Fast forward to January of this year. I began a 6 month sabbatical in Indiana, two states away from home in Pennsylvania. My partner was starting a new job and so was unable to join me. I would be on my own. Maybe I could start cooking again! In any case, the idea that I might be able to jump-start the cooking thing was one of my auxiliary goals for this sabbatical.
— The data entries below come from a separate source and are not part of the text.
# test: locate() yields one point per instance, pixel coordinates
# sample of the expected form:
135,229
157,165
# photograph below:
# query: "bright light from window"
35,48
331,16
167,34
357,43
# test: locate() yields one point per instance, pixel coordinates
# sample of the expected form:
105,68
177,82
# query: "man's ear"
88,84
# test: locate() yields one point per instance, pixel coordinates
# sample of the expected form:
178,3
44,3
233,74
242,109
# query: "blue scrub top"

Now that the sabbatical is a mere 5 weeks or so from coming to an end, how did this particular aspect go? Not so well. Last night I made only my second dinner since coming to Indiana. It was spaghetti sauce (with spaghetti, obviously). This was not the culinary equivalent of brain surgery. I made enough of it to last for most of the rest of my time here. Why was I so unsuccessful in this goal? Well, these days it's just too easy to eat out. And there were time management issues as well. I'm a slow cook (as my partner is amused to remind me), so cooking consumes time that could be spent doing other work. I'm a little regretful about all the money I spent on prepared food, but I nonetheless enjoyed it. As I say about so much else in my life, maybe I'll have time for cooking when I retire...
And now on the the comments!
From trashablanca:
This isn't one of my usually funny submissions. It's from a fascinating diary by gloiasb entitled Pruitt Igoe Documentary: Myths, ghosts and survivors of a failed urban policy, Got a Grip makes a starkly astute observation.
Form Samer:
I'm reminded of Keith Olbermann's comment on "My Box in a Box": "We haven't bleeped it, mostly because we couldn't really figure out how, and that's a sign of good satire." In other words, I have no idea how to properly describe this comment by joynow, and leave it to you, although you might want to note it's definitely NSFW. From mahakali overdrive's recommended diary Enough is enough: Adios to all bigots & homophobes.
From your humble diarist:
bythesea starts a thread with an interesting account of the various views of the Rapture by Evangelicals, but then diarist Clytemnestra tells all later in the thread. In her recommended diary What you need to know and do for Saturday "Rapture Day"
Also on the topic of the Rapture was this comment by enhydra lutris, from whoknu's recommended diary #sekritarmy judgement (pooties, woozles and critters)
gchaucer2 posted this comment on the history of efforts of water control in the Mississippi Valley in Stranded Wind's recommended diary Morganza Spillway Maps & More.